After years as a garden-variety backup with the Orlando Magic, the Montreal-born Birch exploded after joining the Raptors. After averaging 11.9 points, 7.6 rebounds, and 1.2 blocks per game in 19 Tampa cameos, the Raptors gave Birch a three-year, $20 million contract that was fully guaranteed.
Birch started regularly for Toronto in his first season, but his production declined to the point where he was essentially out of the lineup by his second year. Birch was eventually salary dumped to the San Antonio Spurs in the trade that brought a much better center in Jakob Poeltl to Toronto.
The Spurs officially waived Birch before ever playing a game in San Antonio. With injuries taking what little effectiveness he had and his inability to stick elsewhere, the Birch signing can now officially be described as one of the worst free agent moves in Raptors.
Toronto Raptors free agent flop Khem Birch released by Spurs.

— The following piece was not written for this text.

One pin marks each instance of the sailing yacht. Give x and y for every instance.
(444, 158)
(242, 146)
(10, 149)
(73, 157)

Birch started 28 games in 2021-22, averaging 4.5 points and 4.3 rebounds per game before losing his spot. While that is in line with what the former UNLV star would put up in Orlando, it’s not what Toronto thought they were getting when they signed him to such a lucrative contract.
After playing just 8.1 minutes per game last season and missing a large chunk of the season due to an injury, Birch’s potential second chance as a veteran mentor in San Antonio was ruined before it even began. Injuries sidelines, and he was viewed as dead weight behind Victor Wembanyama.
Birch is a solid locker room veteran who can rebound the ball well, but his contract and subsequent play after signing the deal goes to show exactly how fake the Raptors’ season in the bubble was. Once that malaise started to come to an end, Birch’s inability to be a starting center on a playoff team became obvious.
Given Birch’s health problems, it will be difficult to imagine a situation where a team rolls the dice on him, barring a calamitous run of injuries. It’s a shame to see his career unfold like this, especially after Ujiri and the Raptors invested in him with the belief he could be a long-term piece.